Wednesday, March 26, 2008

Sorry Kids. Daddy Broke The Markets.



This quote by Larry Sabato (from Fox News' Your World With Neil Cavuto) is unintentionally funny:

NEIL CAVUTO (host): To John McCain today -- he was talking about housing, but concerned more with all the pricey government programs aimed at fixing housing. Historian Larry Sabato says it is a decidedly different tact: Democrats proposing a government solution for people in pain; the presumptive Republican nominee risking no such solution for the vast majority who are not. So, Larry, how does this fall out? I mean, one of the things in that Hillary Clinton press conference a few moments ago was this notion that maybe John McCain was pulling a Herbert Hoover. Will that register?

SABATO: Well, Neil, without insulting the American public, I'd have to say a fair proportion of the public doesn't know who Herbert Hoover was. So I don't think that will necessarily sell. Look, when you analyze parties, you need to think of them this way: The Democratic Party is the mommy party, and the Republican Party is the daddy party. Now, you and I both love both our mothers and fathers, right?
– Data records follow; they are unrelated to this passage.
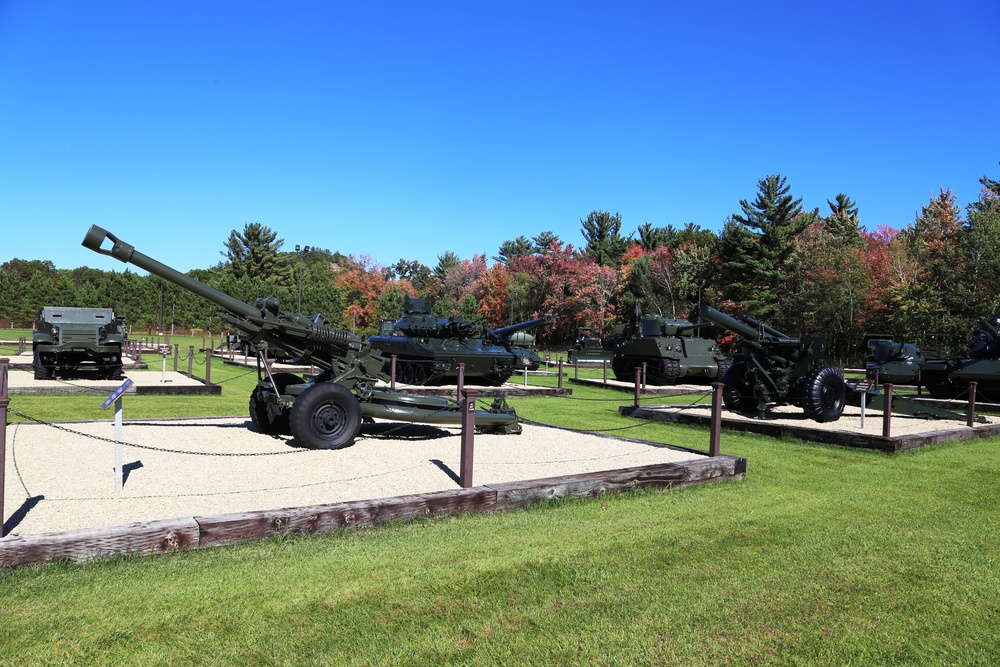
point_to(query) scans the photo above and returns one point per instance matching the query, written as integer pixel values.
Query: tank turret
(428, 349)
(670, 350)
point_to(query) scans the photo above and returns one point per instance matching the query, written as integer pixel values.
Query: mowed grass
(822, 556)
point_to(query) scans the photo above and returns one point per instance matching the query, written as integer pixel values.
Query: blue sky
(405, 129)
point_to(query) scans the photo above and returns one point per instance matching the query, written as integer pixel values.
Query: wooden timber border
(169, 535)
(898, 443)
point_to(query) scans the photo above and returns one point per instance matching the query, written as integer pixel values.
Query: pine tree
(602, 231)
(757, 245)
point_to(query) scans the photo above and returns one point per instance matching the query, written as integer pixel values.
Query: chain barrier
(150, 447)
(237, 377)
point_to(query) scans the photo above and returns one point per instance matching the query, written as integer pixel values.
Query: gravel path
(61, 480)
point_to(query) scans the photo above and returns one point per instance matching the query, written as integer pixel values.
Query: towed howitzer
(772, 367)
(325, 412)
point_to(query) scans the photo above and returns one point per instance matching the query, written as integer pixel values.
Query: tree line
(801, 271)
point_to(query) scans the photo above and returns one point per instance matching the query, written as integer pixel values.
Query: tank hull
(670, 359)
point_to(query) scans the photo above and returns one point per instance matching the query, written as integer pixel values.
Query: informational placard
(116, 394)
(116, 398)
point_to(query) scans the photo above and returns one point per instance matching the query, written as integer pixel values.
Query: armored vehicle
(588, 347)
(670, 350)
(944, 376)
(428, 349)
(773, 367)
(68, 340)
(326, 411)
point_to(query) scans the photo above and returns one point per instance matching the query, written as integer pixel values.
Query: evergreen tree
(602, 231)
(843, 221)
(254, 252)
(511, 250)
(544, 241)
(445, 262)
(757, 245)
(651, 238)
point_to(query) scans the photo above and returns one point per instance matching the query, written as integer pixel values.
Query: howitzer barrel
(520, 326)
(990, 329)
(129, 255)
(726, 322)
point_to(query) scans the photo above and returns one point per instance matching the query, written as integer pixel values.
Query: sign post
(116, 398)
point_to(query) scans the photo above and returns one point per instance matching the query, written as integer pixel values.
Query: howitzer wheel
(737, 394)
(824, 390)
(41, 372)
(326, 416)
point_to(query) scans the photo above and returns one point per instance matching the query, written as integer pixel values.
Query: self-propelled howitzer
(325, 412)
(773, 367)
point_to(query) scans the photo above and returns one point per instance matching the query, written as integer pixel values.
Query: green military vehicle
(588, 347)
(68, 340)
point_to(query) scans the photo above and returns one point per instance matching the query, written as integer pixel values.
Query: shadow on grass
(17, 517)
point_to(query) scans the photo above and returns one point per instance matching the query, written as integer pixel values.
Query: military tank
(429, 349)
(670, 350)
(69, 339)
(944, 376)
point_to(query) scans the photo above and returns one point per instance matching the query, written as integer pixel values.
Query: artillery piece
(326, 411)
(772, 367)
(519, 343)
(428, 349)
(944, 376)
(669, 349)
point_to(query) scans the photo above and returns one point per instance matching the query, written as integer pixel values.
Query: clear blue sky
(405, 129)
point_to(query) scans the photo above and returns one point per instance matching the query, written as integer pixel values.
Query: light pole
(301, 251)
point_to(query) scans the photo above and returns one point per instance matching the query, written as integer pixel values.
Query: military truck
(68, 340)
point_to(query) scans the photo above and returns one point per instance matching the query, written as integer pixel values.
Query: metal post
(468, 433)
(119, 475)
(887, 411)
(864, 400)
(637, 391)
(972, 404)
(715, 430)
(4, 402)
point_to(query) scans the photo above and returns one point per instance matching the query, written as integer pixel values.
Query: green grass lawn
(822, 556)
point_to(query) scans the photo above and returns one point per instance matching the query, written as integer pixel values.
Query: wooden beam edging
(147, 538)
(170, 535)
(895, 443)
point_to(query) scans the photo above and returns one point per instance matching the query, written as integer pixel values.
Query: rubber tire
(41, 372)
(326, 416)
(258, 406)
(736, 395)
(823, 394)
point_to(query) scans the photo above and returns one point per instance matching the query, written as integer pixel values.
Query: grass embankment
(823, 556)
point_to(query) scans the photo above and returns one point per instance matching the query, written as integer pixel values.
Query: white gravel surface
(60, 480)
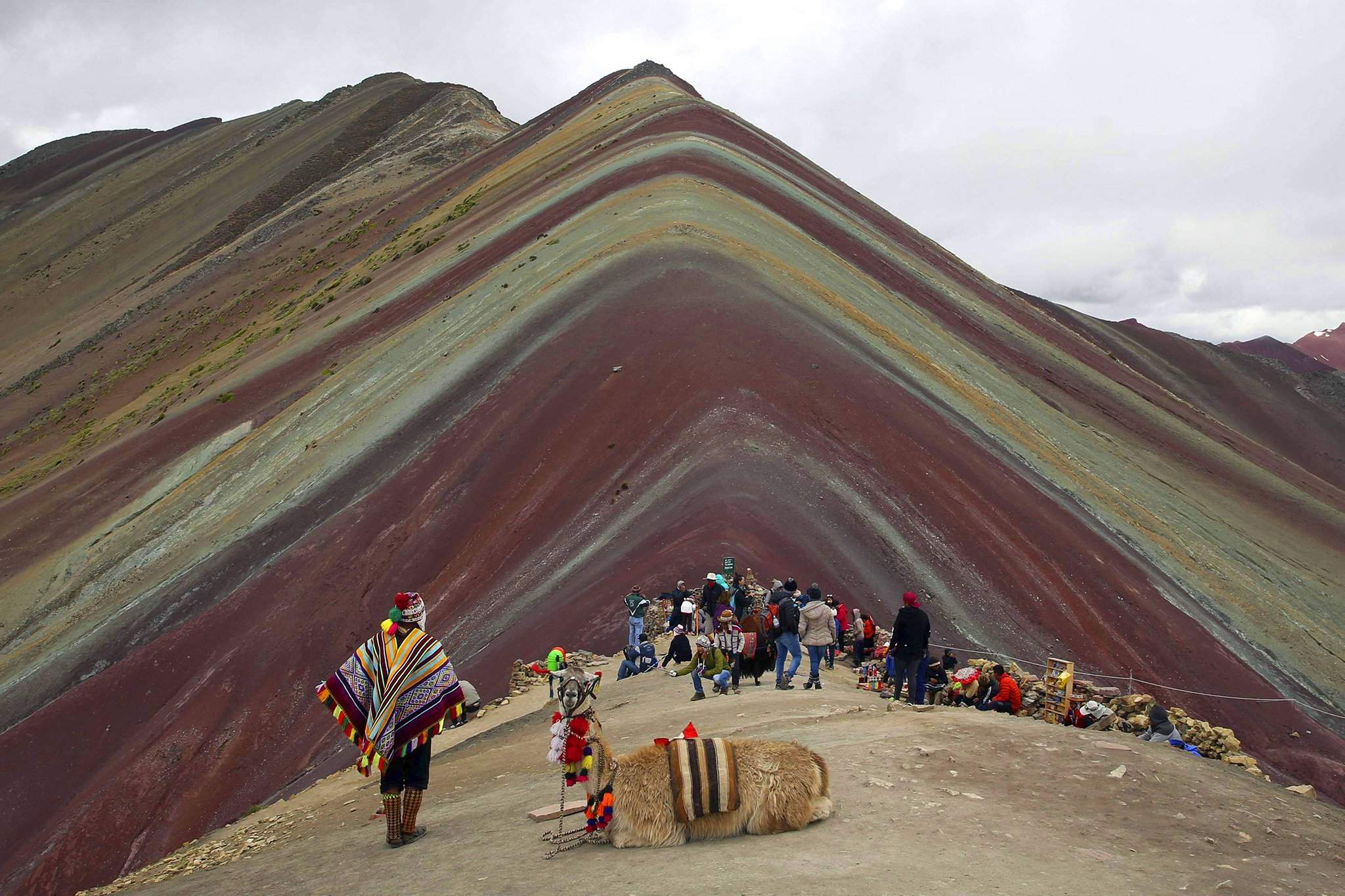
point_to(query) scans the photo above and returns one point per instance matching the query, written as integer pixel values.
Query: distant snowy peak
(1289, 355)
(1327, 345)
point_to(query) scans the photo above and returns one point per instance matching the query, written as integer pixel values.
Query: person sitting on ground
(1161, 730)
(1097, 716)
(937, 684)
(628, 667)
(728, 637)
(708, 662)
(910, 647)
(965, 687)
(817, 631)
(1006, 695)
(649, 654)
(681, 648)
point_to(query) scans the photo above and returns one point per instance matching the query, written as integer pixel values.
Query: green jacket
(636, 603)
(715, 664)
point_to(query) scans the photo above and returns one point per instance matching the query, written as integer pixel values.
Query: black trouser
(908, 670)
(861, 648)
(410, 771)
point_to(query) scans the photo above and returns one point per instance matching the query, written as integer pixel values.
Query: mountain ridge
(405, 379)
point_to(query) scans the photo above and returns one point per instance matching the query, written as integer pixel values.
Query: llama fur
(782, 786)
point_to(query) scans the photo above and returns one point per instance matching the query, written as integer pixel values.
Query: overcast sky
(1180, 163)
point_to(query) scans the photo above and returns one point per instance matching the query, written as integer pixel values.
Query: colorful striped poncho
(389, 698)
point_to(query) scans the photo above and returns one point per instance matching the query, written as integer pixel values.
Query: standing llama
(649, 798)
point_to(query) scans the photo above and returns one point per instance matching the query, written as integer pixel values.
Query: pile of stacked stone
(655, 618)
(522, 677)
(1214, 742)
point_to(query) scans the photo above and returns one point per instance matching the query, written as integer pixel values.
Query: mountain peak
(1327, 345)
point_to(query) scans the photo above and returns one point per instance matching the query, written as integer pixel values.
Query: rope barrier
(1152, 684)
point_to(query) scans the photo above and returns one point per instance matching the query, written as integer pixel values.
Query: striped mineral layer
(269, 412)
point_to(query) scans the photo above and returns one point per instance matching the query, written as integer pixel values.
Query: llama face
(575, 692)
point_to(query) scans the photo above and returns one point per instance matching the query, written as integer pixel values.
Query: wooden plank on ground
(548, 813)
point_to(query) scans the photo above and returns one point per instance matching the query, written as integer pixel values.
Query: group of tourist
(724, 634)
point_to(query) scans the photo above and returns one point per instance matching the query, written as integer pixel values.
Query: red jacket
(1009, 692)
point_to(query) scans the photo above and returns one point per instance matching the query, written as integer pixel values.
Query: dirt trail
(946, 801)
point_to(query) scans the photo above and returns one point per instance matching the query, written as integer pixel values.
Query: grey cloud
(1170, 163)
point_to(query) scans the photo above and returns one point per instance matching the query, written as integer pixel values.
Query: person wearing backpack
(786, 641)
(843, 624)
(728, 637)
(739, 599)
(636, 605)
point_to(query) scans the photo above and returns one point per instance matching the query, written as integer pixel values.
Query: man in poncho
(390, 698)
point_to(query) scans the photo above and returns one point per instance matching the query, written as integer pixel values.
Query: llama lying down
(698, 789)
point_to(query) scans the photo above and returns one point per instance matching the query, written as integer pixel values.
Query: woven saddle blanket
(705, 777)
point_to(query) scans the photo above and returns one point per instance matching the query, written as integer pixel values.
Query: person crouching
(708, 662)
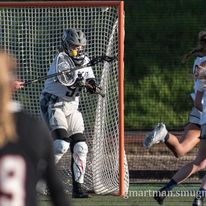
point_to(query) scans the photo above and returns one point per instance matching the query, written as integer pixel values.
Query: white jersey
(198, 86)
(68, 93)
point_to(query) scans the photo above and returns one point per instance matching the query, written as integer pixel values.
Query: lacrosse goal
(32, 31)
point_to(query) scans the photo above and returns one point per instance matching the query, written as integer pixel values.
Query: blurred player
(190, 139)
(200, 161)
(17, 85)
(60, 100)
(26, 153)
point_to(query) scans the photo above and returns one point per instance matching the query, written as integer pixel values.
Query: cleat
(80, 195)
(160, 195)
(198, 202)
(78, 191)
(156, 136)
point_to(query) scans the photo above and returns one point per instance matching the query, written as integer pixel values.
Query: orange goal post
(32, 31)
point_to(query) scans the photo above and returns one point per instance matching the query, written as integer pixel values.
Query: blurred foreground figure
(26, 153)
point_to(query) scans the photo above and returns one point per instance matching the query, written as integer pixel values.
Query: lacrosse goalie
(60, 100)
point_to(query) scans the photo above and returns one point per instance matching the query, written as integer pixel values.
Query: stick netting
(33, 35)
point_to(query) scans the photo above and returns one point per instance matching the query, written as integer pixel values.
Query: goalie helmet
(73, 43)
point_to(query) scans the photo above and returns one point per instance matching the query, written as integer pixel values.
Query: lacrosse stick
(65, 72)
(93, 62)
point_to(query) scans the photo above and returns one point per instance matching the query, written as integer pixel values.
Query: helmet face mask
(73, 43)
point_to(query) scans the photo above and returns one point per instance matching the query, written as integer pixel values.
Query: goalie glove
(91, 86)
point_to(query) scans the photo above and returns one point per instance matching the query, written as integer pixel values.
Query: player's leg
(201, 194)
(158, 135)
(79, 151)
(195, 166)
(59, 126)
(178, 147)
(186, 143)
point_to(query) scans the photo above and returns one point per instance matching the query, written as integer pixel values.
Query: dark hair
(200, 49)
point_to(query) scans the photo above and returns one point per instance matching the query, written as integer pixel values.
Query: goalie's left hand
(91, 86)
(200, 72)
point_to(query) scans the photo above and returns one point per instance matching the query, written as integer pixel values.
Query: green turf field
(139, 195)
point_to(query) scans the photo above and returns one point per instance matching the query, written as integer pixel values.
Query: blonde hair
(200, 49)
(7, 126)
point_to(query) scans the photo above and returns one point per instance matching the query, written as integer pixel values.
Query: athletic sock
(166, 137)
(201, 193)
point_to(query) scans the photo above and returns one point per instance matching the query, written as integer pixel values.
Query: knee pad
(195, 116)
(79, 157)
(60, 148)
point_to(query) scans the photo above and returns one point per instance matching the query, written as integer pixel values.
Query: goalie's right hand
(91, 86)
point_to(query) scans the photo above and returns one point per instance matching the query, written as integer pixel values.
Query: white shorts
(63, 115)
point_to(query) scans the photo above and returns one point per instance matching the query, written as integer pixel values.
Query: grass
(139, 195)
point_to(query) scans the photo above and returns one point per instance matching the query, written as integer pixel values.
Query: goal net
(32, 31)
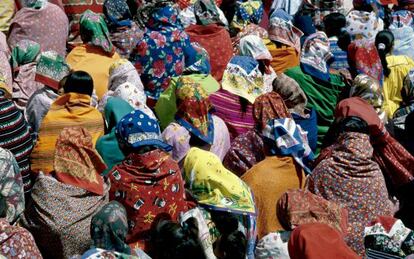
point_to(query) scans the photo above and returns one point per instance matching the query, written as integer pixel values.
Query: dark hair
(384, 42)
(79, 82)
(333, 24)
(173, 241)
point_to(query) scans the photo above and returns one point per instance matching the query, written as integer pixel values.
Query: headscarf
(193, 109)
(370, 90)
(11, 186)
(77, 162)
(316, 240)
(117, 14)
(26, 51)
(214, 186)
(267, 107)
(287, 138)
(284, 32)
(242, 77)
(297, 207)
(137, 129)
(109, 228)
(253, 46)
(315, 55)
(293, 96)
(95, 24)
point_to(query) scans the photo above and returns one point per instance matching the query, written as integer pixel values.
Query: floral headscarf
(95, 24)
(109, 228)
(242, 77)
(193, 109)
(315, 54)
(11, 185)
(26, 51)
(77, 162)
(214, 186)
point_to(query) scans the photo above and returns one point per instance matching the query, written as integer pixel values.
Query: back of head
(384, 42)
(79, 82)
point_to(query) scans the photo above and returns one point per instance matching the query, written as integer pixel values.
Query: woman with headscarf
(284, 44)
(96, 54)
(148, 182)
(23, 61)
(65, 201)
(396, 68)
(164, 51)
(220, 191)
(242, 83)
(321, 88)
(124, 32)
(41, 22)
(347, 174)
(194, 124)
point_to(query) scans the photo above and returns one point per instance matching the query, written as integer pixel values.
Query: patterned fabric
(389, 235)
(363, 25)
(349, 177)
(364, 55)
(77, 162)
(15, 136)
(60, 217)
(94, 24)
(214, 186)
(17, 242)
(284, 32)
(315, 55)
(242, 77)
(34, 24)
(109, 228)
(137, 129)
(163, 53)
(297, 207)
(150, 186)
(289, 139)
(193, 109)
(11, 186)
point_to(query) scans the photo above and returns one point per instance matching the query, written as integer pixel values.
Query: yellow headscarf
(214, 186)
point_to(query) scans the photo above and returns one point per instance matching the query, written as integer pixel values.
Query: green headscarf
(107, 145)
(26, 51)
(95, 24)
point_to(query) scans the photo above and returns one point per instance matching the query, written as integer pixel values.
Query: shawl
(33, 24)
(17, 242)
(349, 177)
(297, 207)
(150, 186)
(94, 27)
(395, 161)
(269, 179)
(213, 186)
(208, 36)
(179, 138)
(315, 55)
(68, 110)
(60, 217)
(243, 78)
(11, 186)
(15, 137)
(287, 138)
(390, 236)
(363, 25)
(363, 56)
(76, 162)
(193, 110)
(107, 145)
(109, 228)
(316, 240)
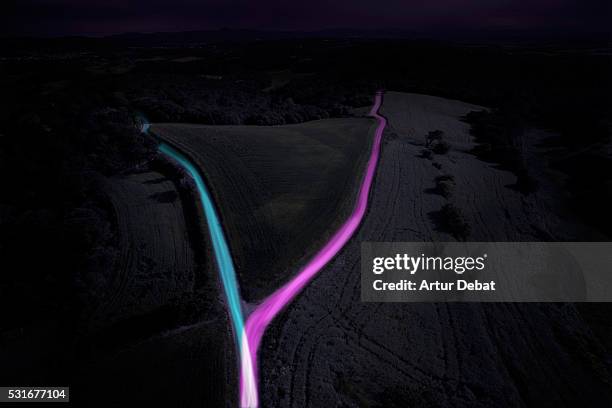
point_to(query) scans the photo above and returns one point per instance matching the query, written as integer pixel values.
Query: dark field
(280, 190)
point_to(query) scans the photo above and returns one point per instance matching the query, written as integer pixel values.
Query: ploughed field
(280, 190)
(331, 349)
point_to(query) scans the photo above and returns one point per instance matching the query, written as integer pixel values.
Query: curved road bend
(261, 317)
(249, 337)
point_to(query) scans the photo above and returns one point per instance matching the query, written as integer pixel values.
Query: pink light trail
(261, 317)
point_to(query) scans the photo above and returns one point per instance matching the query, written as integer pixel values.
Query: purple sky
(100, 17)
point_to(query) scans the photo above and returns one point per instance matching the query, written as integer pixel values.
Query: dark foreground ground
(113, 282)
But they play different roles in many families. The mother is loving and caring and takes us back in and provides the safety net. The father is the disciplinarian -- tough love. He makes us face up to hard realities, at least in many families. Well, the mommy party is the Democratic Party. The daddy party is the Republican Party. And I think if you look at the economy, you look at the housing, the mortgage crisis, a whole wide range of things, you'll find that the parties fulfill these images.

It's that old Republican framing, sure. But it comes across differently, because the Republicans have been in power for the last seven years and so the mortgage crisis, the housing problem and "a whole wide range of things" are something they created.

Who is the Daddy Disciplinarian supposed to spank here? Himself?